Top billing goes to 10 comedians festivalgoers won’t want to miss:
- Aaditya Kulshreshth (Kullu) – relatable middle-class & college nostalgia king
- Rohan Joshi – sharp pop-culture wit from the AIB days
- Urooj Ashfaq – deadpan delivery and offbeat brilliance
- Madhur Virli – quirky personal storytelling that hits home
- Sonali Thakker – fresh takes on relationships and everyday awkwardness
- Varun Thakur – high-energy “Vicky Malhotra” persona
- Rahul Subramanian – clean observational humour with viral crowd work
- Shreeja Chaturvedi – clever, dry wit and smart punchlines
- Sahil Shah – geek-culture humour and electric stage presence
- Fatima Ayesha – confident, sharp observations on life and culture
Additional acts include Anish Goregaonkar, Daahab Chishti, Rajat Sood, Supriya Joshi, Sumaira Shaikh, Urjita Wani, Kaustubh Agarwal’s Akal Ke Ghode, and Kumar Varun’s interactive comedy-quiz format Kvizzing.

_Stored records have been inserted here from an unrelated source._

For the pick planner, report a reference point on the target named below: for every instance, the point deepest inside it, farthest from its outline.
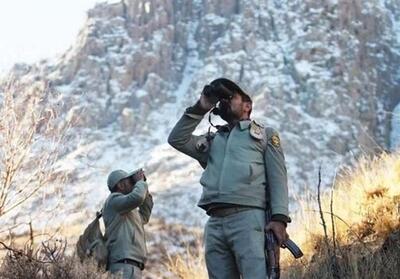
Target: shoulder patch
(256, 130)
(275, 141)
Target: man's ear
(247, 106)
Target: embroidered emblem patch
(202, 145)
(256, 130)
(275, 141)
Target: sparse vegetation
(364, 210)
(31, 139)
(363, 232)
(47, 261)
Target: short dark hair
(246, 98)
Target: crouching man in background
(125, 212)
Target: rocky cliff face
(324, 73)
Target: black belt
(132, 262)
(226, 211)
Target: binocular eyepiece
(217, 92)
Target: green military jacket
(238, 164)
(124, 217)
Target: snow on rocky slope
(324, 73)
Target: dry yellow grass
(190, 265)
(366, 202)
(366, 205)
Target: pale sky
(31, 30)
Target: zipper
(223, 161)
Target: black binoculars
(217, 92)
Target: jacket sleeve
(124, 203)
(275, 169)
(146, 207)
(181, 137)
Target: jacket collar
(244, 124)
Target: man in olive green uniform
(125, 212)
(244, 166)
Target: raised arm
(277, 177)
(146, 207)
(125, 203)
(181, 137)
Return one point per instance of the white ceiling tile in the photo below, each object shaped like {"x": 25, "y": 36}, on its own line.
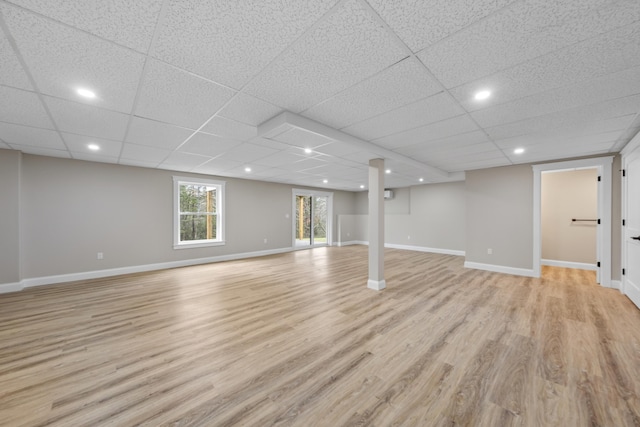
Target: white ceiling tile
{"x": 452, "y": 142}
{"x": 281, "y": 159}
{"x": 304, "y": 164}
{"x": 521, "y": 32}
{"x": 209, "y": 145}
{"x": 337, "y": 148}
{"x": 425, "y": 111}
{"x": 11, "y": 72}
{"x": 217, "y": 166}
{"x": 174, "y": 96}
{"x": 227, "y": 128}
{"x": 265, "y": 142}
{"x": 125, "y": 22}
{"x": 78, "y": 144}
{"x": 36, "y": 137}
{"x": 419, "y": 26}
{"x": 594, "y": 91}
{"x": 579, "y": 64}
{"x": 23, "y": 107}
{"x": 401, "y": 84}
{"x": 84, "y": 119}
{"x": 183, "y": 161}
{"x": 61, "y": 59}
{"x": 156, "y": 134}
{"x": 576, "y": 117}
{"x": 268, "y": 172}
{"x": 90, "y": 157}
{"x": 139, "y": 163}
{"x": 42, "y": 151}
{"x": 248, "y": 153}
{"x": 477, "y": 164}
{"x": 302, "y": 138}
{"x": 250, "y": 110}
{"x": 442, "y": 129}
{"x": 142, "y": 153}
{"x": 556, "y": 139}
{"x": 556, "y": 153}
{"x": 341, "y": 51}
{"x": 230, "y": 42}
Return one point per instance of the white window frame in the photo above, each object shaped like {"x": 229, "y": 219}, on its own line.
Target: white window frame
{"x": 220, "y": 212}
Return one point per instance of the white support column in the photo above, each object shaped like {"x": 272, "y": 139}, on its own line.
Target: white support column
{"x": 376, "y": 225}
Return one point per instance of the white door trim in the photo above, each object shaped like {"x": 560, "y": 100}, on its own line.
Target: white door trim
{"x": 630, "y": 153}
{"x": 603, "y": 164}
{"x": 304, "y": 192}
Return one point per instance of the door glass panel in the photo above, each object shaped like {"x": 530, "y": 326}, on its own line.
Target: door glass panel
{"x": 320, "y": 221}
{"x": 303, "y": 221}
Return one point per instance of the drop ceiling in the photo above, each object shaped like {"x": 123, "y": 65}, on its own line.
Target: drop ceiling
{"x": 303, "y": 91}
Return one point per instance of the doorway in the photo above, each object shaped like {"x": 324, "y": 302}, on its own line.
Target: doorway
{"x": 569, "y": 211}
{"x": 631, "y": 229}
{"x": 603, "y": 232}
{"x": 312, "y": 219}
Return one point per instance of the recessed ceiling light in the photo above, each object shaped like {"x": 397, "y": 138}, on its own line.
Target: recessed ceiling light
{"x": 86, "y": 93}
{"x": 482, "y": 95}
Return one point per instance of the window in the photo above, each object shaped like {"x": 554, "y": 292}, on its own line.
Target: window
{"x": 198, "y": 212}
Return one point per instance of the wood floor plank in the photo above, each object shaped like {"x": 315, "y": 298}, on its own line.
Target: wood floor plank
{"x": 298, "y": 339}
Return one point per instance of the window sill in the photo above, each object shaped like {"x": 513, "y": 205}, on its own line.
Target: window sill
{"x": 198, "y": 244}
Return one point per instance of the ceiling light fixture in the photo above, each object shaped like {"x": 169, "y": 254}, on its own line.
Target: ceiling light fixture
{"x": 86, "y": 93}
{"x": 482, "y": 95}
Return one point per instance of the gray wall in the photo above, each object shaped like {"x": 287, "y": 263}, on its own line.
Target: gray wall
{"x": 9, "y": 216}
{"x": 73, "y": 209}
{"x": 566, "y": 195}
{"x": 499, "y": 216}
{"x": 427, "y": 216}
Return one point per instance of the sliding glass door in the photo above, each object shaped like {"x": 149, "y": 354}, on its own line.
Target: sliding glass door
{"x": 312, "y": 213}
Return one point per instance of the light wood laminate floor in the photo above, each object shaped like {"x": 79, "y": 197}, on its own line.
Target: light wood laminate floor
{"x": 298, "y": 339}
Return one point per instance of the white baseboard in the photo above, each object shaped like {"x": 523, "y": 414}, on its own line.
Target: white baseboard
{"x": 408, "y": 248}
{"x": 376, "y": 285}
{"x": 569, "y": 264}
{"x": 500, "y": 269}
{"x": 352, "y": 242}
{"x": 97, "y": 274}
{"x": 5, "y": 288}
{"x": 425, "y": 249}
{"x": 616, "y": 284}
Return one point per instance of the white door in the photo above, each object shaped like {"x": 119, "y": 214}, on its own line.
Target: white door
{"x": 631, "y": 279}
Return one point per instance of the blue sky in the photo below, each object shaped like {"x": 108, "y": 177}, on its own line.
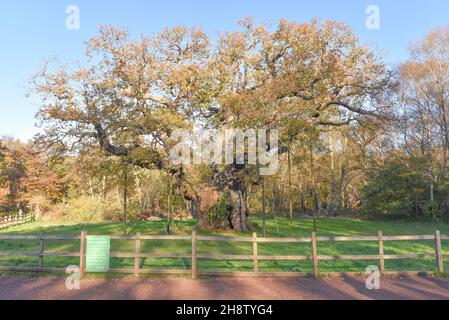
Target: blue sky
{"x": 34, "y": 30}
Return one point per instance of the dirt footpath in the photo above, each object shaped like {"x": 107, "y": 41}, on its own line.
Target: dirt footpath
{"x": 344, "y": 287}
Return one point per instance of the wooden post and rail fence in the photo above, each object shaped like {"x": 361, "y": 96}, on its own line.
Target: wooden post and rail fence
{"x": 12, "y": 220}
{"x": 196, "y": 240}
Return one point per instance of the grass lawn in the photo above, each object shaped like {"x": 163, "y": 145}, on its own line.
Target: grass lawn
{"x": 275, "y": 228}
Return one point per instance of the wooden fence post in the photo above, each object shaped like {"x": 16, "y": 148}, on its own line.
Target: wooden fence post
{"x": 315, "y": 255}
{"x": 194, "y": 273}
{"x": 137, "y": 256}
{"x": 255, "y": 254}
{"x": 381, "y": 252}
{"x": 83, "y": 253}
{"x": 438, "y": 252}
{"x": 41, "y": 252}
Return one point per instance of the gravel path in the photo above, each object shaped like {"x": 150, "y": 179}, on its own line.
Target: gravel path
{"x": 341, "y": 288}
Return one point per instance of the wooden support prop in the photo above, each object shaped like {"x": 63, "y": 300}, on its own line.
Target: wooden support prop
{"x": 381, "y": 252}
{"x": 194, "y": 272}
{"x": 137, "y": 256}
{"x": 255, "y": 255}
{"x": 315, "y": 255}
{"x": 83, "y": 253}
{"x": 439, "y": 252}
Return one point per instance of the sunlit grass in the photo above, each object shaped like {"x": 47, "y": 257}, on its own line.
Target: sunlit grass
{"x": 275, "y": 228}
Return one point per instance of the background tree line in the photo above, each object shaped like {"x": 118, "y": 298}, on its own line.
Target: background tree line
{"x": 356, "y": 136}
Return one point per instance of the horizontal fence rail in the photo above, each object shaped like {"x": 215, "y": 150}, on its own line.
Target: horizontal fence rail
{"x": 195, "y": 239}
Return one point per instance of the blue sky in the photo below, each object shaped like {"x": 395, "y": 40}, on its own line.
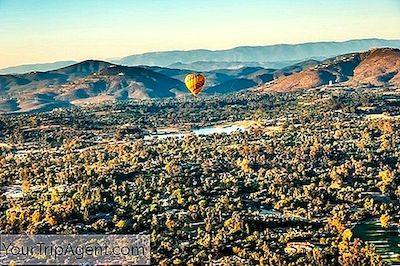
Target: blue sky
{"x": 34, "y": 31}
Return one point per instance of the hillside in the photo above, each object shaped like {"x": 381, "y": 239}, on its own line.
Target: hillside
{"x": 256, "y": 54}
{"x": 376, "y": 67}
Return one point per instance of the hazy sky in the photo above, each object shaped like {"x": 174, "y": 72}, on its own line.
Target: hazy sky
{"x": 34, "y": 31}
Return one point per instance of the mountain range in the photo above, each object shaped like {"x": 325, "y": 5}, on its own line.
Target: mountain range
{"x": 375, "y": 67}
{"x": 93, "y": 81}
{"x": 269, "y": 56}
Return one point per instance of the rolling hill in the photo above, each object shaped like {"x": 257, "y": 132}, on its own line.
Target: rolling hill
{"x": 376, "y": 67}
{"x": 260, "y": 55}
{"x": 93, "y": 81}
{"x": 269, "y": 56}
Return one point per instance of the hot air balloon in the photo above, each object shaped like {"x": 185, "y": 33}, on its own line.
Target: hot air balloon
{"x": 195, "y": 83}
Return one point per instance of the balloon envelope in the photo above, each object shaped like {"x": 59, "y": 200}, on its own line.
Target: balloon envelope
{"x": 195, "y": 83}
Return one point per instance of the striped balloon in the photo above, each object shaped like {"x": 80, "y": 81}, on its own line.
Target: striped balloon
{"x": 195, "y": 83}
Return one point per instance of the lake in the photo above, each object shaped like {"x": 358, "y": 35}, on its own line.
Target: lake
{"x": 386, "y": 241}
{"x": 198, "y": 131}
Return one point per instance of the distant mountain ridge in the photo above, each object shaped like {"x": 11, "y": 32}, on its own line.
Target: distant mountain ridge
{"x": 94, "y": 81}
{"x": 260, "y": 54}
{"x": 375, "y": 67}
{"x": 268, "y": 56}
{"x": 35, "y": 67}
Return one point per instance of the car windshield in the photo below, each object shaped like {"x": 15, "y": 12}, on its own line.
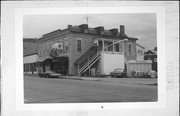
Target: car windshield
{"x": 118, "y": 70}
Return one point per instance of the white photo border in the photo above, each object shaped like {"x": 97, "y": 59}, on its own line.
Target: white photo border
{"x": 160, "y": 16}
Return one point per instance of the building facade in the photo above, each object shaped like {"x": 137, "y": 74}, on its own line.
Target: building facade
{"x": 71, "y": 51}
{"x": 30, "y": 55}
{"x": 151, "y": 55}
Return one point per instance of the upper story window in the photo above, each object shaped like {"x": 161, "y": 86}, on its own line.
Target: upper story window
{"x": 116, "y": 47}
{"x": 66, "y": 45}
{"x": 140, "y": 52}
{"x": 78, "y": 45}
{"x": 130, "y": 48}
{"x": 155, "y": 59}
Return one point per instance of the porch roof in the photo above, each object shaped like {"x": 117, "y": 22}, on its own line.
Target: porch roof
{"x": 42, "y": 59}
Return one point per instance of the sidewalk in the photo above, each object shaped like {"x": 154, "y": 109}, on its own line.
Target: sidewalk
{"x": 127, "y": 81}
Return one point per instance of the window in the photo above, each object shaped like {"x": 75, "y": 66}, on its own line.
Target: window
{"x": 78, "y": 45}
{"x": 130, "y": 48}
{"x": 66, "y": 46}
{"x": 155, "y": 59}
{"x": 116, "y": 47}
{"x": 121, "y": 47}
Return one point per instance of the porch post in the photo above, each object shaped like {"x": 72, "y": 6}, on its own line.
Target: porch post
{"x": 113, "y": 46}
{"x": 78, "y": 70}
{"x": 103, "y": 44}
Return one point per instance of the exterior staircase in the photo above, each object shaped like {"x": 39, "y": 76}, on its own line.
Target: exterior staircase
{"x": 87, "y": 60}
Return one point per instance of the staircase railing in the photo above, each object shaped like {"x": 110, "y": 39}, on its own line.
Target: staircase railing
{"x": 89, "y": 63}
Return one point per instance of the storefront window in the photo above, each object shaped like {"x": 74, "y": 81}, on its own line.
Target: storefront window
{"x": 78, "y": 45}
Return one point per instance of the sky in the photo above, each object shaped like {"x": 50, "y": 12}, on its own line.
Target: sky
{"x": 139, "y": 25}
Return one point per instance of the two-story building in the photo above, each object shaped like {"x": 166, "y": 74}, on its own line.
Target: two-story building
{"x": 79, "y": 49}
{"x": 30, "y": 55}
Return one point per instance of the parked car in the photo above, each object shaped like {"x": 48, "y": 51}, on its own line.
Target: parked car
{"x": 139, "y": 74}
{"x": 117, "y": 73}
{"x": 153, "y": 74}
{"x": 49, "y": 74}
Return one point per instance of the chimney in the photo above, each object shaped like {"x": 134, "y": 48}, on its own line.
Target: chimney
{"x": 69, "y": 26}
{"x": 84, "y": 28}
{"x": 114, "y": 32}
{"x": 100, "y": 30}
{"x": 122, "y": 30}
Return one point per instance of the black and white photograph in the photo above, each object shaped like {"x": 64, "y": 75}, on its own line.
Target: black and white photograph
{"x": 90, "y": 58}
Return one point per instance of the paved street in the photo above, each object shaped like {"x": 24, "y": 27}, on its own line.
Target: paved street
{"x": 55, "y": 90}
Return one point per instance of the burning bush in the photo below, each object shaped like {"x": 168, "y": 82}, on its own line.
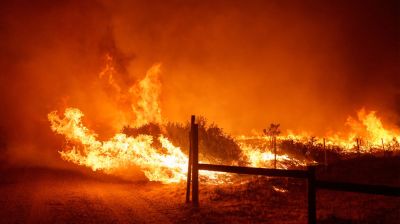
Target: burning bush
{"x": 214, "y": 145}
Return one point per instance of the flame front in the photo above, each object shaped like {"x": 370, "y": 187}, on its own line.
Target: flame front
{"x": 161, "y": 161}
{"x": 167, "y": 164}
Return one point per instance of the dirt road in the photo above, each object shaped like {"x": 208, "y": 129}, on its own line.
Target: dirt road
{"x": 56, "y": 197}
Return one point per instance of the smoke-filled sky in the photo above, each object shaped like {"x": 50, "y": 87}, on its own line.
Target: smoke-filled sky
{"x": 242, "y": 64}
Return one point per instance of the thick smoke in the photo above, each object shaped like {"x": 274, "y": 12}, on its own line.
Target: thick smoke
{"x": 243, "y": 64}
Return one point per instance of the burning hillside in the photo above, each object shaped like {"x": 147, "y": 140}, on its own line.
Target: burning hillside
{"x": 161, "y": 160}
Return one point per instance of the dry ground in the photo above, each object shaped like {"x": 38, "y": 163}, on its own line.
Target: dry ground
{"x": 40, "y": 195}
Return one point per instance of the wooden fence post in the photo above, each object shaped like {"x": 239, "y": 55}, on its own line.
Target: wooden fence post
{"x": 189, "y": 175}
{"x": 195, "y": 171}
{"x": 311, "y": 193}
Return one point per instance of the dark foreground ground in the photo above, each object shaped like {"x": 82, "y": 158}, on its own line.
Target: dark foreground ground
{"x": 41, "y": 195}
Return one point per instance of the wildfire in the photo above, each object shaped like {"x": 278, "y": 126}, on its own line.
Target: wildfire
{"x": 161, "y": 161}
{"x": 167, "y": 164}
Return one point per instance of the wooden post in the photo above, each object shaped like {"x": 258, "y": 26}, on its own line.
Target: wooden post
{"x": 189, "y": 175}
{"x": 325, "y": 157}
{"x": 195, "y": 172}
{"x": 311, "y": 193}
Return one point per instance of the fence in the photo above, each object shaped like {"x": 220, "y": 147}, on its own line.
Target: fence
{"x": 312, "y": 183}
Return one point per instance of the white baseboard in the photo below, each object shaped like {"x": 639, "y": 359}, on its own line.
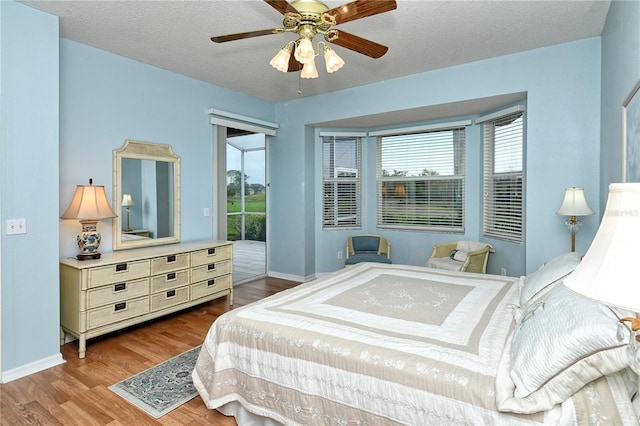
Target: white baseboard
{"x": 33, "y": 367}
{"x": 289, "y": 277}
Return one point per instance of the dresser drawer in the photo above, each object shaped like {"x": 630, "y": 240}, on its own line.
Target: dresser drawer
{"x": 118, "y": 292}
{"x": 169, "y": 280}
{"x": 169, "y": 298}
{"x": 211, "y": 286}
{"x": 117, "y": 312}
{"x": 210, "y": 255}
{"x": 118, "y": 272}
{"x": 210, "y": 270}
{"x": 169, "y": 263}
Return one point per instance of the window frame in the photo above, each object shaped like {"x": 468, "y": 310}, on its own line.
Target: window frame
{"x": 331, "y": 202}
{"x": 433, "y": 199}
{"x": 498, "y": 217}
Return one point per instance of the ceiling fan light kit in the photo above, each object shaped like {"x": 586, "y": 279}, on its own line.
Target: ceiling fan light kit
{"x": 307, "y": 18}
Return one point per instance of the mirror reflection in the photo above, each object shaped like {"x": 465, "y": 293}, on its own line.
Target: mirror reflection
{"x": 150, "y": 183}
{"x": 146, "y": 189}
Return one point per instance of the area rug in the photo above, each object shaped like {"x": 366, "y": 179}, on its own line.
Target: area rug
{"x": 163, "y": 387}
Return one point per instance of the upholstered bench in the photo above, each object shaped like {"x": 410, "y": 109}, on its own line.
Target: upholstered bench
{"x": 367, "y": 248}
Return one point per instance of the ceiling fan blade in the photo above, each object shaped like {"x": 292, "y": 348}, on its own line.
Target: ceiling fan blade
{"x": 293, "y": 64}
{"x": 360, "y": 45}
{"x": 282, "y": 6}
{"x": 240, "y": 36}
{"x": 361, "y": 9}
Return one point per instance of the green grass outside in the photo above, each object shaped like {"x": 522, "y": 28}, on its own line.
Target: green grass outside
{"x": 252, "y": 203}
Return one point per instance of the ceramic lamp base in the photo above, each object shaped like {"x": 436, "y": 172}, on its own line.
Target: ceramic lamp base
{"x": 89, "y": 240}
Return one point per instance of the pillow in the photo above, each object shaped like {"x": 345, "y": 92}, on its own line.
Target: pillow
{"x": 458, "y": 255}
{"x": 560, "y": 343}
{"x": 550, "y": 273}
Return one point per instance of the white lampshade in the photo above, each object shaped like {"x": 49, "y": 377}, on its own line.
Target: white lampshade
{"x": 127, "y": 201}
{"x": 608, "y": 272}
{"x": 304, "y": 51}
{"x": 332, "y": 61}
{"x": 281, "y": 60}
{"x": 309, "y": 70}
{"x": 89, "y": 202}
{"x": 574, "y": 203}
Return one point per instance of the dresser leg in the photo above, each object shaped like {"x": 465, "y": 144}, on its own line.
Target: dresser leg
{"x": 82, "y": 346}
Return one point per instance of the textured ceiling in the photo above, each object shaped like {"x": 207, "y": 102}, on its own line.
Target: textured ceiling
{"x": 421, "y": 36}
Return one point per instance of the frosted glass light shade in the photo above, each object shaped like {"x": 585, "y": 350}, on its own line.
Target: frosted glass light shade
{"x": 304, "y": 51}
{"x": 281, "y": 60}
{"x": 309, "y": 70}
{"x": 608, "y": 272}
{"x": 332, "y": 61}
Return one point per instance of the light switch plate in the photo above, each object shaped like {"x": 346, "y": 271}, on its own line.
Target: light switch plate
{"x": 16, "y": 226}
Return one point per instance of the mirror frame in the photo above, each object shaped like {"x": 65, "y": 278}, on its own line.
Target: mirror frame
{"x": 144, "y": 151}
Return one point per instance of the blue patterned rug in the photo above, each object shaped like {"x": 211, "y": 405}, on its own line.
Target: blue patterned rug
{"x": 162, "y": 388}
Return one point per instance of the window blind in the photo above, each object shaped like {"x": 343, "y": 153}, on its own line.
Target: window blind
{"x": 420, "y": 180}
{"x": 341, "y": 187}
{"x": 503, "y": 159}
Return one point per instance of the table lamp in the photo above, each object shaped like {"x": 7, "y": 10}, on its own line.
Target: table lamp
{"x": 89, "y": 205}
{"x": 127, "y": 202}
{"x": 573, "y": 205}
{"x": 608, "y": 272}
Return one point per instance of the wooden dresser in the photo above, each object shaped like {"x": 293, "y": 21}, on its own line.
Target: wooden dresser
{"x": 128, "y": 287}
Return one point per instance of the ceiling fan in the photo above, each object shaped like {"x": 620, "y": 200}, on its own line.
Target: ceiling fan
{"x": 307, "y": 18}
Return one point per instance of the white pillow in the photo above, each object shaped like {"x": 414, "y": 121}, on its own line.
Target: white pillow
{"x": 459, "y": 255}
{"x": 550, "y": 273}
{"x": 560, "y": 343}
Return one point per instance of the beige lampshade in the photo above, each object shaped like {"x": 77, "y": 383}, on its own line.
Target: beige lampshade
{"x": 89, "y": 202}
{"x": 608, "y": 272}
{"x": 574, "y": 203}
{"x": 127, "y": 201}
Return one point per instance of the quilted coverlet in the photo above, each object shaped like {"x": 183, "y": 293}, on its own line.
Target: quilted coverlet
{"x": 378, "y": 344}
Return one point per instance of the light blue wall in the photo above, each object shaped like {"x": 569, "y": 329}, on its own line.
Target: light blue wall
{"x": 106, "y": 99}
{"x": 620, "y": 72}
{"x": 29, "y": 185}
{"x": 563, "y": 110}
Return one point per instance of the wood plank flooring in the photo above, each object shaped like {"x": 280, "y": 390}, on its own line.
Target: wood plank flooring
{"x": 76, "y": 392}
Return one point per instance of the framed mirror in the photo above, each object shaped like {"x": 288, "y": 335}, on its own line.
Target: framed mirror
{"x": 146, "y": 195}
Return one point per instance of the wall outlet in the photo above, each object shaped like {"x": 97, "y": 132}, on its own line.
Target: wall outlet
{"x": 16, "y": 226}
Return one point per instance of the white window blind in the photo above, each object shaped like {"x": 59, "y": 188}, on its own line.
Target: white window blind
{"x": 421, "y": 179}
{"x": 341, "y": 187}
{"x": 503, "y": 148}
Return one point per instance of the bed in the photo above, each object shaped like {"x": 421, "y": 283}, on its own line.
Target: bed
{"x": 378, "y": 344}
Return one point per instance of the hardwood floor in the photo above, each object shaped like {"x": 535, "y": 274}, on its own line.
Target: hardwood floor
{"x": 76, "y": 392}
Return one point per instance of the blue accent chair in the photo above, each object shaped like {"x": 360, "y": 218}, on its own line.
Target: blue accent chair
{"x": 367, "y": 248}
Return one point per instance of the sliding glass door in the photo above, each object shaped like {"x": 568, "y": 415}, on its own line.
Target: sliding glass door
{"x": 246, "y": 203}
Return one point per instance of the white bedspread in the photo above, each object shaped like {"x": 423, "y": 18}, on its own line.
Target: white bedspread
{"x": 379, "y": 344}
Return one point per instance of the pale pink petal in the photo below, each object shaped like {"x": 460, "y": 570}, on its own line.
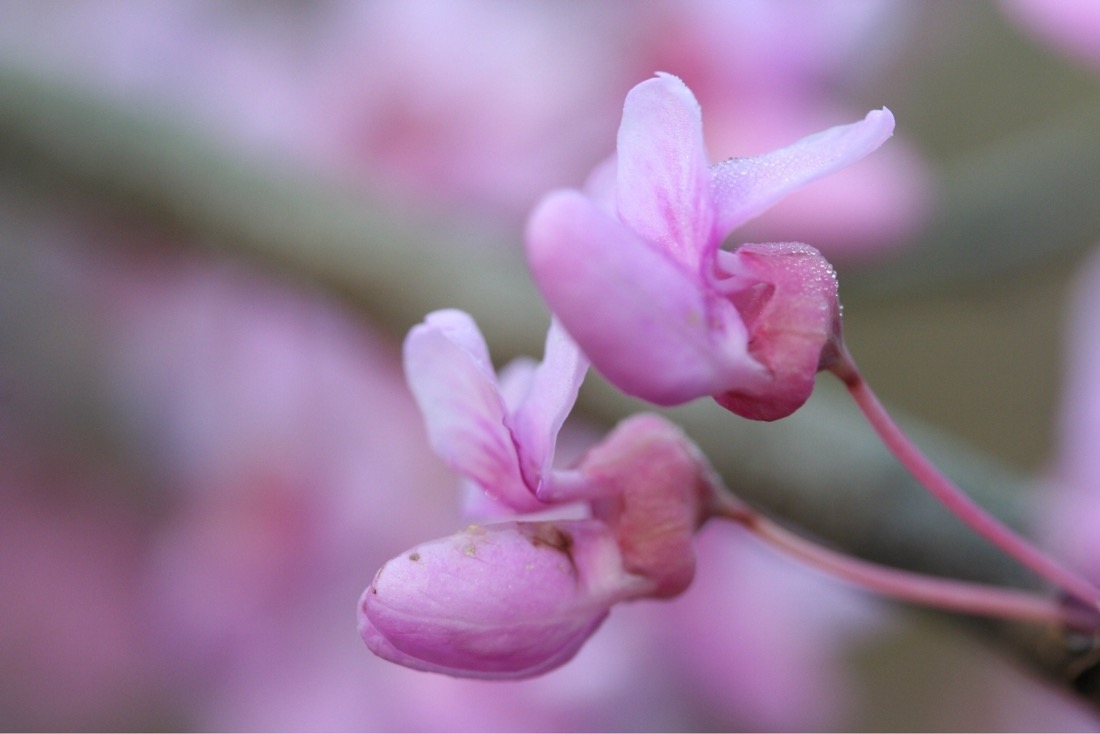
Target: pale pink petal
{"x": 503, "y": 601}
{"x": 463, "y": 411}
{"x": 787, "y": 293}
{"x": 553, "y": 387}
{"x": 662, "y": 186}
{"x": 646, "y": 322}
{"x": 745, "y": 187}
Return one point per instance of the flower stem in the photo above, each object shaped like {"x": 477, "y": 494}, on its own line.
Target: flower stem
{"x": 910, "y": 587}
{"x": 953, "y": 497}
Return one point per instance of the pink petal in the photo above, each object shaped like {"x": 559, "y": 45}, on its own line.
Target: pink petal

The comedy stage joins a music lineup that promises sing-along anthems and high-octane sets, turning the three-day festival into a full-spectrum entertainment escape where the laughs hit as hard as the drops.
In a country where festivals already feel like organised chaos, NH7 Pune is making sure the only thing louder than the speakers is the roar from the comedy tent.